Dass Roth ihn zum "Rückgrat der amerikanischen Literatur seit Faulkner" erklärte, ist also nicht übertrieben: Der am 10. Juni 1915 in Lachine, Quebec, geborene Sohn russisch-jüdischer Eltern hat Amerika seit den fünfziger Jahren Jahren zu einer einmaligen Erzählstimme verholfen, deren Klang mal humorvoll, mal tieftraurig, immer jedoch kritisch und deutlich zu vernehmen war. Eine Stimme, die ihre Kraft vor allem aus einer enormen Belesenheit und der unbändigen Lust auf philosophische Spekulation bezog.

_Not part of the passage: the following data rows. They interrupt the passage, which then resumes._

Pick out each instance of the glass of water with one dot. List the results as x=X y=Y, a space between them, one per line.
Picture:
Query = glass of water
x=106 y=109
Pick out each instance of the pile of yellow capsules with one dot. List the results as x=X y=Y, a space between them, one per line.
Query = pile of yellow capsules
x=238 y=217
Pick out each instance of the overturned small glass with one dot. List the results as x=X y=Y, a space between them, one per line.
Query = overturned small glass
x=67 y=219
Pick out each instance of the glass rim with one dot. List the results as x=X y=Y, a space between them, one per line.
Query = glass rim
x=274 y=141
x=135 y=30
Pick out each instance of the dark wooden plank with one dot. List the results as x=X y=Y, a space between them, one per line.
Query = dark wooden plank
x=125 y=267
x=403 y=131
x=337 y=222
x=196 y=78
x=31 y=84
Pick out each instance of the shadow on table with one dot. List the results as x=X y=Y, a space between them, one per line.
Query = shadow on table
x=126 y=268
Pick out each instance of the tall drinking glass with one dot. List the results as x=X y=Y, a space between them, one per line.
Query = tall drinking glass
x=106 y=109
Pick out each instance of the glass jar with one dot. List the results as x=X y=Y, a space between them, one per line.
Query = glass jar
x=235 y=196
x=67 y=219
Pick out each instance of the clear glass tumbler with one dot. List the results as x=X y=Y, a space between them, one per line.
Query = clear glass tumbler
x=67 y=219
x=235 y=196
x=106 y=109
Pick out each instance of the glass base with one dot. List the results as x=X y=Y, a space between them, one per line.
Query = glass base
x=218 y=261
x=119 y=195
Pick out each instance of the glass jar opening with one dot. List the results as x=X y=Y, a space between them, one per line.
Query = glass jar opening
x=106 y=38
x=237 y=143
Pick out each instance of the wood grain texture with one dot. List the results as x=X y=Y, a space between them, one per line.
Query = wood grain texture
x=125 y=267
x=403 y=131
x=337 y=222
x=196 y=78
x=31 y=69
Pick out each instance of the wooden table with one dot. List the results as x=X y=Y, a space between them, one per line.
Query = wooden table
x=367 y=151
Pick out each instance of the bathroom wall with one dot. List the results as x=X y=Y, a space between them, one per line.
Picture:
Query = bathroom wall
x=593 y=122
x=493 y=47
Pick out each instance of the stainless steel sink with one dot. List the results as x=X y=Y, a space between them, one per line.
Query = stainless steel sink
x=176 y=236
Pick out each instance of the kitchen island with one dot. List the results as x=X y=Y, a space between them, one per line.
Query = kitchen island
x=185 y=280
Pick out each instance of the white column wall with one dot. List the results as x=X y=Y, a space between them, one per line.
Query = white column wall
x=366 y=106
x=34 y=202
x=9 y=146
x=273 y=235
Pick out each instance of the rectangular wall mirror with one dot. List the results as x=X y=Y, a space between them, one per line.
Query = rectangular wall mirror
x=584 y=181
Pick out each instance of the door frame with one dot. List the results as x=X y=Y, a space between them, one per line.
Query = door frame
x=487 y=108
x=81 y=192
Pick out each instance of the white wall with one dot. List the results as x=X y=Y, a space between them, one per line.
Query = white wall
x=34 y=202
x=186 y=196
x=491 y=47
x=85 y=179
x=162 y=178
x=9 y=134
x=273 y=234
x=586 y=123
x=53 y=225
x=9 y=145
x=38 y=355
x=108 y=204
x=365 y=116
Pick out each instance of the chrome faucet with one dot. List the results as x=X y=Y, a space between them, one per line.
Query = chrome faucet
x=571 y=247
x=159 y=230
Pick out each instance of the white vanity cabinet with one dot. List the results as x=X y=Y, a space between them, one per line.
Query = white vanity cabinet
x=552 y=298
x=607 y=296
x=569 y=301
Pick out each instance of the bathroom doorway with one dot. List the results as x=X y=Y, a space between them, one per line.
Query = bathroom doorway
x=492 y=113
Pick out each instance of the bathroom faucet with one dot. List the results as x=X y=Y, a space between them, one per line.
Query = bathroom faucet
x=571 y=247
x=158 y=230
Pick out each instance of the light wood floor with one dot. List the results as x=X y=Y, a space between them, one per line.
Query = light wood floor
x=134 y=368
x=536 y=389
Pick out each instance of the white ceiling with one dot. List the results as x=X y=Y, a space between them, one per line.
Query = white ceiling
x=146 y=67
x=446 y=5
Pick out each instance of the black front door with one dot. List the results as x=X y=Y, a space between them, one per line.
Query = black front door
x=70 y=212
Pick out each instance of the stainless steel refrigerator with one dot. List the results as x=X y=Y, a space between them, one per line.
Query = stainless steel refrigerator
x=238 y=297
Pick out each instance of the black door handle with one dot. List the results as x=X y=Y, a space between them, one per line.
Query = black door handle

Bellow war kein energischer Aktivist wie Mailer, kein Abenteurer wie Hemingway. Seine Arbeit blieb - bei allem politischen Scharfsinn - vom Räsonnement des Bildungsbürgers bestimmt. Dostojewski und D.H. Lawrence waren seine Inspirationsquellen, nicht Medien und Moden, und so ist sein Werk von jenen postmodernen Theorietrends frei geblieben, die seit den Sechzigern das Subjekt zu Grabe tragen oder Geschlecht und Klasse als lebensleere Zeichensysteme lesen.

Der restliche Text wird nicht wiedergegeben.